The complete eradication of Adobe Flash from the face of the internet can’t come soon enough. Browser manufacturers and many websites are doing everything in their power to send Flash packing as quickly as possible.
Google today gave an update on the state of Flash depreciation in its popular Chrome browser. Luckily, things are proceeding swimmingly for those that can’t wait to be completely rid of the plugin. According to Google, 90 percent of Flash loads in the background to support operations like page analytics. However, starting with the release of Chrome 53 in September, Google will block this Flash activity by default.
Google says that as web publishers move away from Flash to HTML5, users will see vast improvements in page load times and battery life. Not to mention, we should see a dramatic decrease in security exploits as Flash no longer finds an audience with consumers.

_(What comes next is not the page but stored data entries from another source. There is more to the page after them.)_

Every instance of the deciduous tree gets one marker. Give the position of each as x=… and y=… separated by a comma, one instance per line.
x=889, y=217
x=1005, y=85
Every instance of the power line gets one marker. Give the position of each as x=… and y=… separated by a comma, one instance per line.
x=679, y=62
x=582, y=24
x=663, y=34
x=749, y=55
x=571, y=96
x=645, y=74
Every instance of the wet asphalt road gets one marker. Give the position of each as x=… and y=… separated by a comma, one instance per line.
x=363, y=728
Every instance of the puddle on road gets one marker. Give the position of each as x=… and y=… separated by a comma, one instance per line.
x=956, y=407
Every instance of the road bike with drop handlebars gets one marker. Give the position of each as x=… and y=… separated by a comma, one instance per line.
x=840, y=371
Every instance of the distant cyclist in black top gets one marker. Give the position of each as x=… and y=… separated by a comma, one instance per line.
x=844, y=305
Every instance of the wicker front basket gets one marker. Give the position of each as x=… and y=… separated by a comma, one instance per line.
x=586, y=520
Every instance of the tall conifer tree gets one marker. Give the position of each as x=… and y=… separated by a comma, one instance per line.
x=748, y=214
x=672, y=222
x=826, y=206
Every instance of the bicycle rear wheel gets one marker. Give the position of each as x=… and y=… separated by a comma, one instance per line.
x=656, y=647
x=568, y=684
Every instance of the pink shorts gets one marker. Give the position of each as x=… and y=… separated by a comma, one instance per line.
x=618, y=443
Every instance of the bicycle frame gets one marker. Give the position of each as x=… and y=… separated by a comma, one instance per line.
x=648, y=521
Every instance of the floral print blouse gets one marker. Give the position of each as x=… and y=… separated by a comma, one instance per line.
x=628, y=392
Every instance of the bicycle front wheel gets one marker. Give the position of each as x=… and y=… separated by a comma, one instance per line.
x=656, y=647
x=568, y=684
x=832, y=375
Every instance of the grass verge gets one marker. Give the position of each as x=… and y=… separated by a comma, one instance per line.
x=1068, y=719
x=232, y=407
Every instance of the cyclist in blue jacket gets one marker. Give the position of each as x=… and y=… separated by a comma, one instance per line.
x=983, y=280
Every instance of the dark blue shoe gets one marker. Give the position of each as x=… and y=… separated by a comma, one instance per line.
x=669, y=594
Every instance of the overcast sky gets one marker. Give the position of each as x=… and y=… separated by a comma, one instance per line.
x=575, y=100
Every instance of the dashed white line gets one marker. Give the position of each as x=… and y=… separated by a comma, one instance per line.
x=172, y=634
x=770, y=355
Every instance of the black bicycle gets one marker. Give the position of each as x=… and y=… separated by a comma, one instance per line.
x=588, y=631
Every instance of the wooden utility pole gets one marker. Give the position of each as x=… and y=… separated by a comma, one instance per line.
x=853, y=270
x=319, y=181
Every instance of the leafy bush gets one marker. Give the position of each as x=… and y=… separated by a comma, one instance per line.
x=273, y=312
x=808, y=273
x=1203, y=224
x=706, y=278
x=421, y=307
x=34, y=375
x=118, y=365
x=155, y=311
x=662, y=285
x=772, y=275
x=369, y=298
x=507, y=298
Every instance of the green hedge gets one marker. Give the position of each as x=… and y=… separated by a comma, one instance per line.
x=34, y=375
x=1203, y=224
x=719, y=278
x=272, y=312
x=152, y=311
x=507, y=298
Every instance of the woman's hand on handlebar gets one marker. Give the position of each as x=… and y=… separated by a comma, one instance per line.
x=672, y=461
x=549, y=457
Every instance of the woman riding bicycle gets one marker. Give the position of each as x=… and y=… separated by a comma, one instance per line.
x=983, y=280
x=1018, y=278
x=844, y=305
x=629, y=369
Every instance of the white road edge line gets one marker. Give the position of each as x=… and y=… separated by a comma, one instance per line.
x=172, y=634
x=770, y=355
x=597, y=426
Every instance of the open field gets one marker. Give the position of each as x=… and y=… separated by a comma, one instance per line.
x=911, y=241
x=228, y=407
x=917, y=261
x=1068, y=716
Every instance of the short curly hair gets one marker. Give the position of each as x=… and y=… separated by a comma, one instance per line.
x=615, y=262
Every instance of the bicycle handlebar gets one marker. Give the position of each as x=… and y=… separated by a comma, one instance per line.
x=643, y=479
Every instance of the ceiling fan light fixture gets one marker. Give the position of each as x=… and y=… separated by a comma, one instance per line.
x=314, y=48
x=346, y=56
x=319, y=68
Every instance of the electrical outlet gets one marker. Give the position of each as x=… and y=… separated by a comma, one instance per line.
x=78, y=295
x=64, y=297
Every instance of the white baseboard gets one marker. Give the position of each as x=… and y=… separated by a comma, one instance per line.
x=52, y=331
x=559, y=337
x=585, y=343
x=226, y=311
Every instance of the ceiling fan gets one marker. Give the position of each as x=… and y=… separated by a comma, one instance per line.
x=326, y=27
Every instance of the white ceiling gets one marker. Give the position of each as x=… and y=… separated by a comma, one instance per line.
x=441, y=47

However, the big change will come at the end of 2016 when Chrome 55 is released. Chrome 55 will see HTML5 enabled by default for all users (the lone exception is for websites that only support Flash). “For those, you’ll be prompted to enable Flash when you first visit the site,” wrote Google’s Anthony LaForge. “Aside from that, the only change you’ll notice is a safer and more power-efficient browsing experience.”
In addition to putting the chokehold on Adobe Flash, Chrome 53 will also result in significant battery life improvements during video playback. A Google spokesman stated earlier this month, “By Chrome 53, we feel confident that we'll be at parity with other browsers in terms of power consumption for the majority of video playback on the internet."
Mozilla will begin blocking flash in its Firefox browser this month, and click-to-play arrives in 2017.